Giovanni's Diary > Programming > Notes > Intro to Machine Learning >
Diffusion Models
To recap, generative models train a generator \(G\) from latent space to data space and approximate the real data distribution. Variational Autoencoders have the ability to generate new samples to regular Autoencoders and use a probabilistic latent space (assumed to be a multivariate Gaussian), while GAN have a generator that starts from Gaussian noise and generates a data point in order to fool the discriminator.
Denoising diffusion
Denoising diffusion models consists of two processes:
- forward process to add noise
- reverse precess denoises to generate data
A Markov chain or Markov process is a stochastic model describing a sequence of possible events in which the probability of each event depends only on the state attained in the previous event.
\[Pr(X_{n+1}=x|X_1=x_1, X_2 = x_2, ..., X_n = x_n)=Pr(X_{n+1}=x|X_{n}=x_n)\]
Forward Process
A forward process gradually adds noise to the images over \(T\) timesteps.
\[x_0\rightarrow x_1 \rightarrow x_2 \rightarrow ... \rightarrow x_T\]
The model will also be tasked to undo this noise called the "reverse" prorocess.
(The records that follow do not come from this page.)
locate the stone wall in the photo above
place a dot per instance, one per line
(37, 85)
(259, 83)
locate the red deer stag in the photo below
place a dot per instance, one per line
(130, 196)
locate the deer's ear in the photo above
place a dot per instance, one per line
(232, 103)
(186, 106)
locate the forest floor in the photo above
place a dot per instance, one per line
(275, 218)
Often the forward process is fixed and the reverse process needs to be trained.
A forward process has the following formulation:
\[q(x_t|x_{t-1})=N(\sqrt{1-\beta_t}x_{t-1},\beta, I)\Rightarrow q(x_{1:T}|x_0)=\prod_{t=1}^Tq(x_t|x_{t-1})\]
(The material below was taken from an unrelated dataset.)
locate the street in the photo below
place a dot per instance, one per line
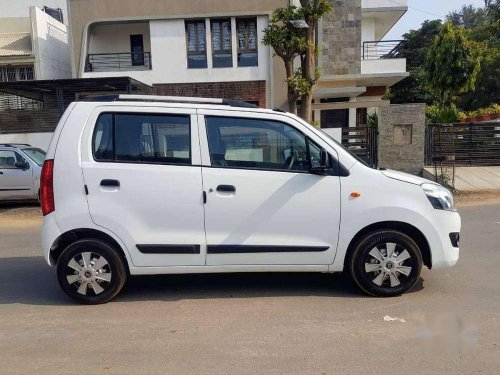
(252, 323)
Define \(\alpha_t = (1-\beta_t)\), where \(\beta_t\) is the step size (schedule), then
\[\bar{\alpha}_t=\prod_{s=1}^t(1-\beta_s)\Rightarrow q(x_t|x_0)=N(\sqrt{\bar{\alpha_t}}x_0, (1-\bar{\alpha_t})I)\]
We can then sample directly at the desired timestep:
\[x_t=\sqrt{\bar{\alpha}_t}x_0 + \sqrt{(1-\bar{\alpha}_t)}\epsilon,\ \epsilon \sim N(0, I)\]
Formally we are applying a Gaussian convolution to the data at each timestep. Practically we are smoothening out the distribution to a Gaussian one.
Generation Process
Given that \(q(x_T)\approx N(0, I)\), a sample is \(x_T\sim N(0, I)\) and iteratively \(x_{t-1}=q(x_{t-1}|x_t)\).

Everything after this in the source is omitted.